Fifteen years ago, I referred myself to Mayo Clinic in Rochester, Minnesota, to be evaluated for a septal myectomy by what was at the time, one of the country’s few expert centers for the treatment of hypertrophic cardiomyopathy. I traveled to Mayo from my native state, Kentucky, on a brief hiatus from a well-established career in health policy in Washington, DC.
Having lived with HCM symptoms since birth in 1956, the early years of living with HCM meant living in the dark. There was no internet, no HCMA, no social network, there were no women’s health networks and there was no concept of “shared decision making” where patient and provider individualize a treatment plan which considers the personal wishes and values of the patient.
Despite having a graduate degree in advanced cardio-respiratory care and access to the country’s top doctors, I lived in fear that any skipped beat would be the beginning of the end.
Now I am 65 and I have just returned home from my 5th evaluation at Mayo Clinic with the same outcome: let’s wait and see. This was a welcomed result because much has changed since my last visit in 2018. I’ve had five bouts of atrial fibrillation, changed local doctors, changed drugs for the first time in thirty years, been genetically tested, retired, enrolled in Medicare, changed my fitness routine, and aged.
But one thing about my recent visit to Mayo Clinic was new: my doctor and I discussed whether I would qualify for mavacamten; a first-in-class drug due to be approved by FDA in April 2022. As a HCM patient, I wish I could simply jump up and down for joy, pop the champagne, and look forward to the possibility of easing into old age without the need for surgery. But my 40+ years in health policy and government affairs has awakened me to all that can stand between me and the care I desire.

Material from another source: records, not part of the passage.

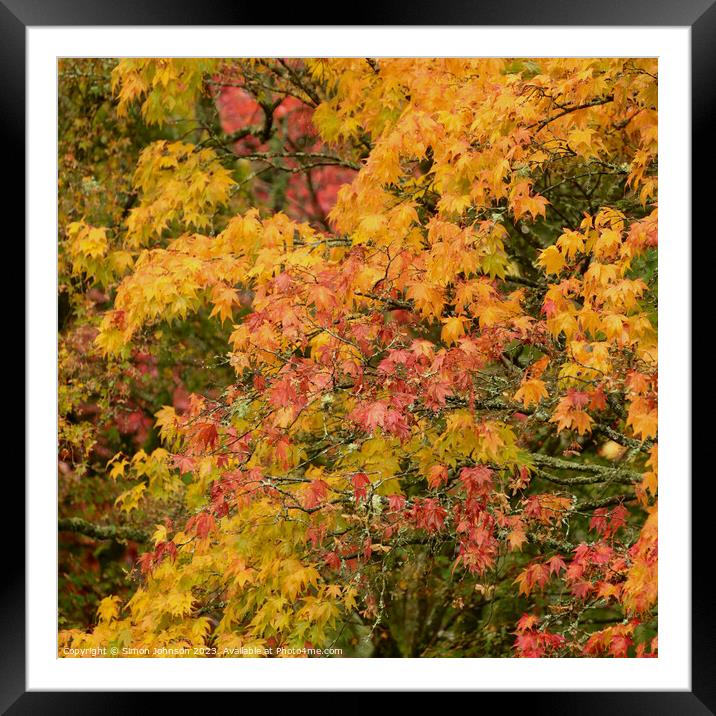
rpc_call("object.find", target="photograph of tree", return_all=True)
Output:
[58,57,658,658]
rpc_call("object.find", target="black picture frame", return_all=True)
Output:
[7,0,704,716]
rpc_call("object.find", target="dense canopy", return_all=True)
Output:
[59,58,658,657]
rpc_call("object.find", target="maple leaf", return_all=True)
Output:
[428,465,448,489]
[539,246,566,273]
[97,596,122,624]
[515,378,547,408]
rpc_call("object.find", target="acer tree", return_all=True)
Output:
[59,58,658,657]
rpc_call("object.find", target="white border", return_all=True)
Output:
[26,27,691,690]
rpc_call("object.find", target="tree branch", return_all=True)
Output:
[57,517,149,542]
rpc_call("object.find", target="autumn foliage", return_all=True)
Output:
[59,58,658,657]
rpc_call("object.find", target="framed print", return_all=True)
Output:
[5,2,716,713]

Simply put, when it comes to the availability of new drugs and everything that can pit patients against their health payers, I know too much.
You see, I was the Director of Government Relations and Reimbursement for ABIOMED, a cardiac device manufacturer specializing in the world’s smallest heart assist device and artificial heart. For five years, I emmeshed myself in the maze that consists of government regulations, hospital codes, preferred providers, step therapy, and pharmacy benefit managers. It was my job to obtain new ICD-9 (now ICD-10) and CPT codes, decipher Explanation of Benefits, and untangle patients’ denied claims to enable them to get a device they not only needed but could afford.
It was as messy and tough as you can imagine. The only industry I can compare this labyrinth of health insurance coverage and reimbursement to is the airline industry. The price of airline tickets can vary depending upon frequent flier miles, senior discounts, seat selection, promotions, black-out dates, the day you travel, holidays, and available flight attendants. No two passengers pay the same price, nor does the price stay the same.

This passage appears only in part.